Histograms for the Monte Carlo simulations of back-traced trajectories for HIP 29678 and Collinder 69. The left most panel shows the fraction of distances of closest encounters between the star and the cluster. The middle panel is the histogram of the times for the closest encounters of the two stars, and the right most panel plots the relative ejection velocity of the star with respect to Collinder 69.

6.2.8. HIP 24575 (AE Aur), HIP 27204 (μ Col), and Collinder 69

The star μ Col (HIP 27204) has been one of the exemplary stars for the DES along with AE Aur (see Sect. 3.4). The two stars were found to move in almost opposite directions away from the ONC with velocities of about 100 km s−1. However, we found evidence that μ Col might instead have its origin in Collinder 69, which is also in the Orion region, and thought to be where the two stars HIP 22061 and HIP 29678 originate from.

μ Col has a high p-value of 0.54 for a common encounter with the Collinder 69 cluster 3 Myr ago. The cluster is ≈5 Myr old (Kounkel 2020), and a prime site for the DES mechanism as evidenced by the two other stars. That μ Col can also be traced back to the ONC is a coincidence arising from the facts that the ONC is not that far away from Collinder 69 and AE Aurigae originated in the ONC at the same time. The fact that a runaway star can be a visitor to another dense star forming region has been shown before by Schoettler & Parker (2021), for the ONC itself. While they found past and future visitors to the ONC, μ Col was not considered, due to the fact that it has long been accepted in literature that it originated in the ONC5. Since the evidence for μ Col and its ONC origin have relied on Monte Carlo simulations, like the ones presented in Sect. 3.4, we also carried out MC simulations for Collinder 69 and μ Col to have been at the same place.

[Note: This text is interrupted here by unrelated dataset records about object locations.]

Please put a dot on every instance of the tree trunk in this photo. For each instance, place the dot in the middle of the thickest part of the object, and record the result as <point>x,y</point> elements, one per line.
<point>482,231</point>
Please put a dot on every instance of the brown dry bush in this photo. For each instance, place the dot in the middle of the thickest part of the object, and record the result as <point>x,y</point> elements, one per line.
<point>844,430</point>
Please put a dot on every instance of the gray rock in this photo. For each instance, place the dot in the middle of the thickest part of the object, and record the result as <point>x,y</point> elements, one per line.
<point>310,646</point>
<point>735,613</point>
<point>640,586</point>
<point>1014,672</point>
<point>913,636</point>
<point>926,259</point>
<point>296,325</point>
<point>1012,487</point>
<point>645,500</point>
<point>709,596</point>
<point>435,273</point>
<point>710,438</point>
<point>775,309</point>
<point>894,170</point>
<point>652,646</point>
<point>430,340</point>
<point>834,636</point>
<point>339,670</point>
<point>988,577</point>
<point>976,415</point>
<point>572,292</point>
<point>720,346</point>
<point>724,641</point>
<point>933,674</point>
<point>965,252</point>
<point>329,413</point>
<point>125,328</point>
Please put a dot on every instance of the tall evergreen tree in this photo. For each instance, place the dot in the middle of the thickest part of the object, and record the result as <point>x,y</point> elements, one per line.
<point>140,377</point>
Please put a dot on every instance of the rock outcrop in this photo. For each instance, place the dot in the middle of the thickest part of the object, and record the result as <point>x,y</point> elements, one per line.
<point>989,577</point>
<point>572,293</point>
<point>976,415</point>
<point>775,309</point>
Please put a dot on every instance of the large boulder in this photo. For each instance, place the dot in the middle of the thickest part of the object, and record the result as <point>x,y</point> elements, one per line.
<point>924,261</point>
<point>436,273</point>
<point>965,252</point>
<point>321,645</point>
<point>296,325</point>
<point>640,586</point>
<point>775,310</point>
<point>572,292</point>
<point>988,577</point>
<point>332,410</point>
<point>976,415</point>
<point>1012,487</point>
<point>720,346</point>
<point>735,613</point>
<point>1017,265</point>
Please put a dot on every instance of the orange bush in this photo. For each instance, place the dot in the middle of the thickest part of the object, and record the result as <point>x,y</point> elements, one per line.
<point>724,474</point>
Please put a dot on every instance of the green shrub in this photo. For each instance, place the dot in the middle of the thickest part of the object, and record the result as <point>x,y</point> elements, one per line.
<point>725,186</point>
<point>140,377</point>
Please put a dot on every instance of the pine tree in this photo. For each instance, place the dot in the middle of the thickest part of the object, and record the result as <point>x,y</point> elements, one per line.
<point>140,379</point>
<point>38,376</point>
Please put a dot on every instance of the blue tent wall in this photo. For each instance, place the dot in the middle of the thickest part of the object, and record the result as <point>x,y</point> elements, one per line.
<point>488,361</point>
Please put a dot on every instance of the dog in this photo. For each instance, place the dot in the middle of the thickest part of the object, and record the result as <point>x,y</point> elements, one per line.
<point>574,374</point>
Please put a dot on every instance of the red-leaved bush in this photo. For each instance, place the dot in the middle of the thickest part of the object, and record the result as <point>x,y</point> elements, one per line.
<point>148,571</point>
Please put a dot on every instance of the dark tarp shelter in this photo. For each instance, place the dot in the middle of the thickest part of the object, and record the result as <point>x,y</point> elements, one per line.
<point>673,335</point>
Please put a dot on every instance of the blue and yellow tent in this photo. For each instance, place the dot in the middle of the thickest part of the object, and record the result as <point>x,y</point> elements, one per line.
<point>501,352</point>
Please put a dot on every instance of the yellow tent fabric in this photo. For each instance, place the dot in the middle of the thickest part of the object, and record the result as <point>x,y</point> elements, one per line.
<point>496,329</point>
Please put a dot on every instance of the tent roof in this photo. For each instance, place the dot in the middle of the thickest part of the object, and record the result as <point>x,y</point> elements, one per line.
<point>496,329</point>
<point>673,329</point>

The histogram of closest encounter from a million backward trajectories for each object, along with the time of closest encounter, and the ejection velocities, are shown in Fig. 7. The histograms match the spread for two objects thought to come from the same place (cf. Figs. 2 and B.1), with the peak of the distribution below 20 pc. Since this common encounter is older than 2.5 Myr, it is more probable for μ Col to have been born in Collinder 69 instead of the ONC. The best-fit trajectories for both the stars and their respective places are illustrated in Fig. 8. The average time of more than 3 Myr provides evidence that μ Col may have originated in this cluster instead of ONC.

thumbnail Fig. 7.

Histograms for the Monte Carlo simulations of back-traced trajectories for μ Col and Collinder 69. The left most panel shows the fraction of distances of closest encounters between the star and the cluster. The middle panel is the histogram of the times for the closest encounters of the two stars, and the right most panel plots the relative ejection velocity of the star with respect to Collinder 69.

thumbnail Fig. 8.

Orbits for AE Aurigae and μ Col using best-fit parameters for their respective origins from the ONC and Collinder 69. The figure illustrates how μ Col may have been ejected from Collinder 69, and while it passed through the ONC, AE Aurigae was ejected from the latter. X and Y represent the Galactocentric Cartesian coordinates with the Sun at (8.4 kpc, 0). Crosses represent 0.35 Myr of backward trajectory. The trajectories begin at the respective labels. Trajectories are plotted using Galpy (Bovy 2015).

6.2.9. HIP 91599

The star is a B-type star (Teff = 26 530 K, log g = 3.65 Daflon et al. 2004) with a projected rotational velocity of 92 km s−1 (Daflon et al. 2007; Gonneau et al. 2020). Its parallax given in the HIPPARCOS catalog and its new reduction (ESA 1997) is large (3.61 ± 1.16 mas and 3.41 ± 0.72 mas, respectively). However, its parallax from both Gaia catalogs are much smaller (0.93 mas and 0.91 mas in Gaia DR2 and EDR3, respectively). The star is in a crowded field at a very low Galactic latitude of −1.5°. This allows an independent distance estimate be made from reddening-distance relations. By fitting the spectral energy distribution (SED) and color indices of the star (see Fig. 9), we derived its interstellar reddening as described in Heber et al. (2018). Our fit gives a color excess of E(B − V) = 0.77 ± 0.02 mag. The reddening-distance relations of Capitanio et al. (2017) suggest that its distance must exceed 1 kpc consistent with the Gaia parallax. Consequently, its space space velocity is high, making HIP 91599 the second fastest star in the disk runaway sample.

thumbnail Fig. 9.

Comparison of synthetic and observed photometry for HIP 91599. The top panel displays the spectral energy distribution. The colored data points are filter-averaged fluxes that were converted from observed magnitudes. The dashed horizontal lines depict the full widths at 10% of the maximum of the filter transmissions, while the solid gray line represents the best fitting model (spectral resolution of 6 Å). In order to reduce the steep slope of the SED the flux is multiplied by the wavelength to the power of three. Bottom panel: residuals, χ: differences between synthetic and observed magnitudes divided by the corresponding uncertainties. The photometric systems have the following color code: UV magnitudes from the TD1 satellite (violet; Nandy et al. 1978) labeled with central wavelengths, optical magnitudes from Tycho2 (Høg et al. 2000), HIPPARCOS (van Leeuwen 2007), Gaia (blue Gaia Collaboration 2020), and Mermilliod (2006); IR photometry from 2MASS (red Cutri et al. 2003) and DENIS (yellow Denis 2005). Right hand panel: color indices in the Johnson (cyan) and Geneva (red) systems (Mermilliod 2006; Rufener 1988).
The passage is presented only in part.